Good Fences-Key to work/life balance

Michael Gilbert at the Authentic Organization has an interesting post, Good Fences.  It addresses boundaries and work/life balance.  This is a great way of thinking of work life balance.  Some boundaries that jump to my mind are:

 

v     Being home for dinner with the family-I’m single, but I know this is a struggle for many.  In our organization, we are open until 9:00 p.m., so it is not an option for most.  For myself, I need to create a boundary around skipping meals. 

v     Phone calls at home-This is a matter of training staff on when it is appropriate to call and when they should send an e-mail so I have it on my desk in the morning.  I tell staff (aside from obvious safety and major building issues) to make sure I don’t get blindsided by a phone call from a parent/board member/community partner.  Most other issues can wait for my inbox the next day.
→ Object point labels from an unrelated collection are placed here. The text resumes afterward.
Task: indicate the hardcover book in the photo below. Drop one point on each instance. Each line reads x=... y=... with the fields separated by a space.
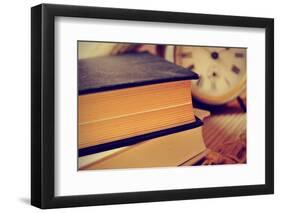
x=131 y=98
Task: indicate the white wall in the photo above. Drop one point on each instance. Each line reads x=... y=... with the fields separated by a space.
x=15 y=105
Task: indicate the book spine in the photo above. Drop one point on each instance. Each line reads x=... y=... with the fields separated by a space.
x=137 y=139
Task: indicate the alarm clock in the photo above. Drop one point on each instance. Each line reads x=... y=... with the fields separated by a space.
x=221 y=70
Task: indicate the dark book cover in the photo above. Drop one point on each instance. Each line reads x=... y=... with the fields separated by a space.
x=127 y=70
x=137 y=139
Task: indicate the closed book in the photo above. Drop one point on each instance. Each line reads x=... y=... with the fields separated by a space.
x=165 y=151
x=131 y=96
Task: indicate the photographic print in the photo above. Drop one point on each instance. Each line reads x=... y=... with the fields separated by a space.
x=133 y=106
x=154 y=105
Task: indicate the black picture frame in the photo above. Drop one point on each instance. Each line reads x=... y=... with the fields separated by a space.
x=43 y=105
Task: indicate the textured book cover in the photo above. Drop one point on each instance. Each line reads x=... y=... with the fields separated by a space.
x=127 y=70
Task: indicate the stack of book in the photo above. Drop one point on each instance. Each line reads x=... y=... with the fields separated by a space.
x=135 y=110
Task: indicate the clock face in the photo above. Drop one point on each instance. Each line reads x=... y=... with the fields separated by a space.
x=222 y=71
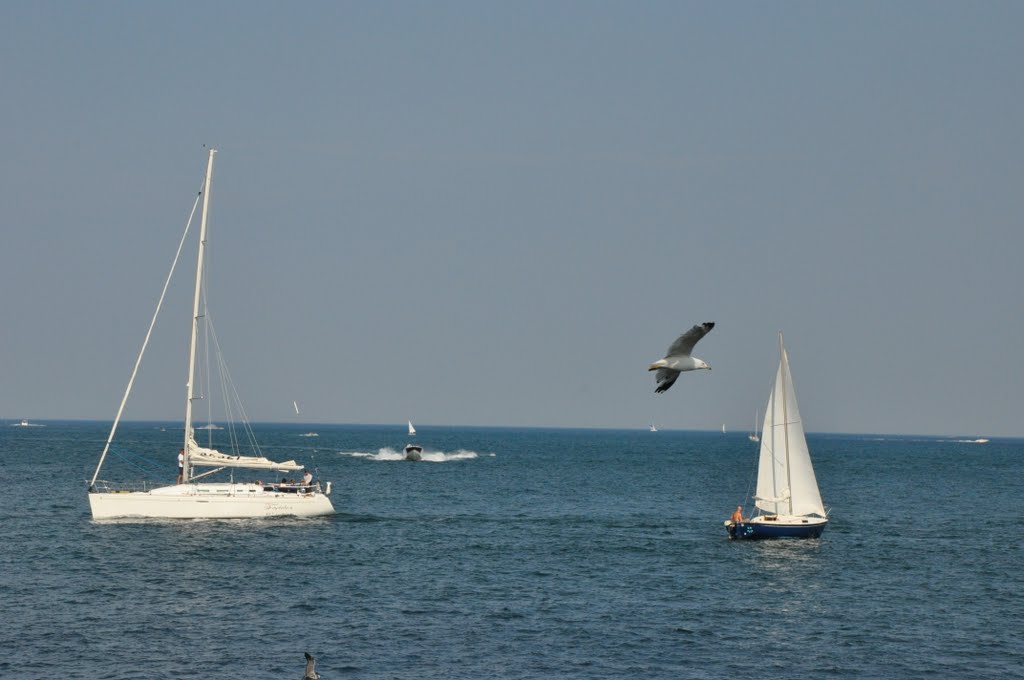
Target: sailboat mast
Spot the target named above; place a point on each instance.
(785, 419)
(185, 475)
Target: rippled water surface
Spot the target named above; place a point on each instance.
(516, 553)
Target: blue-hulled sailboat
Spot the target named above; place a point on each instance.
(787, 499)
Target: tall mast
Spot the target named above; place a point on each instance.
(185, 473)
(785, 418)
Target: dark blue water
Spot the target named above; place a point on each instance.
(520, 554)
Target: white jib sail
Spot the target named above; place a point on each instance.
(785, 477)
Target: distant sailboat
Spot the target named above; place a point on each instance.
(753, 436)
(414, 452)
(787, 493)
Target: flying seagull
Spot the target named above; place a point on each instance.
(678, 357)
(310, 673)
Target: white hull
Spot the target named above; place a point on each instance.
(208, 501)
(788, 520)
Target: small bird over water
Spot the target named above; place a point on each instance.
(678, 357)
(310, 673)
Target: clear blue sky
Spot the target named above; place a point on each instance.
(501, 213)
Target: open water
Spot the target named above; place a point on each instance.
(519, 553)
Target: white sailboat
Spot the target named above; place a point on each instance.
(192, 498)
(787, 498)
(753, 436)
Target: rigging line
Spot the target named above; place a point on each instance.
(145, 342)
(132, 459)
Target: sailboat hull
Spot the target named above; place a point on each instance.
(208, 502)
(788, 527)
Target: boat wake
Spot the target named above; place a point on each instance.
(428, 456)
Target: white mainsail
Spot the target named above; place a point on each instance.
(785, 477)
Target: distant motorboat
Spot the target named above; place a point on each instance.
(414, 453)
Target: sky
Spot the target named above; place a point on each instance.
(483, 213)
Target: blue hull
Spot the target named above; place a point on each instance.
(766, 530)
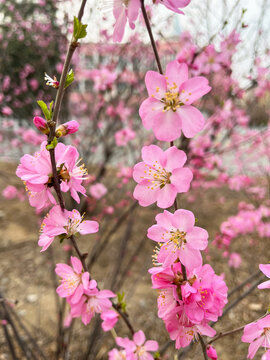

I have probably made it too easy for people to call me at home.  Unfortunately, it is harder to reprogram people than it is to train them right the first time.

v     Checking e-mail at home-I have gotten away from this.  My laptop slowing down had a lot to do with it (thanks Neil for teaching me to speed it back up!), but I don’t really miss it.  Part of that is that I’ve learned some tricks on keeping my inbox empty.  If it does get backed up, I may empty it out while watching ESPN.  That way it doesn’t really feel like work.  I also have started to use Outlook to send messages the following morning.  That way people don’t expect me to check my e-mail at all hours anymore.

v     Bringing work home-This was also a victim of my laptop.  It has been good for me to leave work at work.  I think that bringing work home can help with work life balance too though.  If bringing it home and working on it after everyone else is in bed allows you to be home in time for dinner and still make your deadline it may be in your best interest.  I have gotten away from feeling like I have to bring everything home, extending my workday. 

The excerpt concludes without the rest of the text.